Their paths, and their dreams, led them to Grenada not long ago, and on Sunday, the St. George’s University 2016 graduating class convened once again at David Geffen Hall at Lincoln Center in New York City to celebrate the end of one journey and the beginning of another.
“You persevered and you did what you had to do and then some,” Dr. Modica said. “You have my utmost respect and admiration, and everyone in this room feels the same way about you.”
Attending his first commencement ceremony since being appointed University President and CEO, Dr. G. Richard Olds explained how physicians are viewed as heroes in countries around the world, not for their treatment of individuals but for the steps taken to address bigger challenges.
“You are now very well-trained physicians and will go on to wonderful professional careers,” Dr. Olds said. “However, remember that what we do as physicians only represents about 10 percent of the determinants of health. There is far more to health than what we do as professionals, and we must make sure we too are a part of improving the health of all humanity. I congratulate you on becoming physicians today, but I also hope that we are graduating some heroes today as well.”
The 2016 class will set off for residency this summer, but not before gathering once more in New York City, where they joined a network of more than 14,000 physician graduates from St. George’s University.
“It’s great to be here and be around so many bright minds who worked just as hard as you,” said Seth Garrett, MD SGU ‘16. “I feel a sense of accomplishment and relief to a degree. Now we can move forward and actually start the really hard work in residency.”
Dr. Garrett looks forward to beginning his family medicine residency at Baptist Outreach Services in Montgomery, AL. In addition to treating community members, he hopes to use his background in information technology to assist with the efficiency of electronic health records systems.
“I knew people who had gone to SGU and had been successful, and I knew it was a good path,” Dr. Garrett said. “I’m convinced that SGU is the only path that I could have taken to be where I am today. I would do it all over again.”
Natasha Singh, MD SGU ’16, of California is “ecstatic” to be returning home for residency, having accepted an internal medicine position at the University of California, San Francisco’s Fresno location, her top-choice program.
“I’m proud of everyone here – we all made it, we’re all happy, we all graduated,” she said. “For me, I don’t regret going to SGU. I worked really hard, and I’m glad that my efforts paid off. I’m going to a program that I’m more than happy with.”

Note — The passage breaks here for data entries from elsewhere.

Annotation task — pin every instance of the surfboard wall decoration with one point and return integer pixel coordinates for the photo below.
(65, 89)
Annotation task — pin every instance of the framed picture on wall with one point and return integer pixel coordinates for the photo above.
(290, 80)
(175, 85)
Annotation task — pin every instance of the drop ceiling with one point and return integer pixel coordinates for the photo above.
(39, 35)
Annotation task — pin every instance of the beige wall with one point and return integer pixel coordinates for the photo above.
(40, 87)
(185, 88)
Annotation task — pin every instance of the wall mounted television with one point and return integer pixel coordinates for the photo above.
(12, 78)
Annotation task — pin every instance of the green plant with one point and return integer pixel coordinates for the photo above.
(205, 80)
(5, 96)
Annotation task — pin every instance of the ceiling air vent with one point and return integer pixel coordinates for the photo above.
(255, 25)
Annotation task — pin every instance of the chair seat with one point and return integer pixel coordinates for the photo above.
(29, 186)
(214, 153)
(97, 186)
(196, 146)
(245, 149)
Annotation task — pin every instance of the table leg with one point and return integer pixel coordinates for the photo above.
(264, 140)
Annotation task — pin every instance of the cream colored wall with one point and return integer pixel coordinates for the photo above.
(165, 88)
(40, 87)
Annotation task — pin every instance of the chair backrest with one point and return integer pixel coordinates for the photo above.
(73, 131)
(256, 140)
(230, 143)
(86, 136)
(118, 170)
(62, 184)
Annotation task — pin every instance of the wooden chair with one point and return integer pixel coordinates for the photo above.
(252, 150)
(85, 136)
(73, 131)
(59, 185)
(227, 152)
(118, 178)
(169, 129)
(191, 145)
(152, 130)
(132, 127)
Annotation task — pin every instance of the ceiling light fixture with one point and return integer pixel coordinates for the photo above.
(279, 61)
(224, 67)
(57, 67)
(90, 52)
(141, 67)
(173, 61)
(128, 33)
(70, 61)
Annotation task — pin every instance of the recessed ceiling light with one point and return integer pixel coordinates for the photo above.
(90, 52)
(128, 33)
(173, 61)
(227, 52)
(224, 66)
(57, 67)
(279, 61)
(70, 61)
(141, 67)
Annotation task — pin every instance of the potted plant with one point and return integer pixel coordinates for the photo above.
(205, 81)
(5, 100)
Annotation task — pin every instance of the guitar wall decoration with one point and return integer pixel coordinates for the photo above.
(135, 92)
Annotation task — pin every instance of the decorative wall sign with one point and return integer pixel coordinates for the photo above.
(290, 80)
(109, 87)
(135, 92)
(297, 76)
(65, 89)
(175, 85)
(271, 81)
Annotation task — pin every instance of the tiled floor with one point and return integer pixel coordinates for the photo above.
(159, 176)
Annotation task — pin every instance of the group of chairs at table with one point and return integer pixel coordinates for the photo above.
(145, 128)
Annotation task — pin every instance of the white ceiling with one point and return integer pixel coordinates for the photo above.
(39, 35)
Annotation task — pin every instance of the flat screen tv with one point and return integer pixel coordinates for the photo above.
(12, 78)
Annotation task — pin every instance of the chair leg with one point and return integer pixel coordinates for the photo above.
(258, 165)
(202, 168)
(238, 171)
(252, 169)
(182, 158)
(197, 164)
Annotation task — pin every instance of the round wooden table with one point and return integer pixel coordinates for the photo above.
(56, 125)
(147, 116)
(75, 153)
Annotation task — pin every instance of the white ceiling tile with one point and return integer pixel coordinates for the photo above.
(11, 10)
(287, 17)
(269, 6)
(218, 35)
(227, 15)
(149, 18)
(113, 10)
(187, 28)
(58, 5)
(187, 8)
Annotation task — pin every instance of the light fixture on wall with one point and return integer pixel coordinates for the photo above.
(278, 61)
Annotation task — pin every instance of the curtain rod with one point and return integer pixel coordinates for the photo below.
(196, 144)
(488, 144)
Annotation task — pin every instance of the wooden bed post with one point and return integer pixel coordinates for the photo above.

She was joined at commencement by Rashad Ramkissoon, MD SGU ’16, who came to Grenada from Texas and will continue on as a family medicine resident at Virginia Tech Carilion School of Medicine in Roanoke, VA. SGU has matched more students to US residencies than any other medical school for the last six years combined, including more than 850 placements in 2016.
“Graduating is a big accomplishment, but it’s just a foundation of where you really want to be in the future,” Dr. Ramkissoon said. “SGU helped us get there. It was a blessing, an opportunity, and it really helped me grow as a person and as a physician.”
He, like all graduating class members, attended lectures held by Dr. Mary Jeanne Kreek, Senior Attending Physician and Professor of Addictive Diseases at The Rockefeller University. Dr. Kreek was bestowed an honorary Doctor of Science for her roles as visiting professor for more than 35 years and longtime member of the Windward Islands Research and Education Foundation (WINDREF) Board of Directors.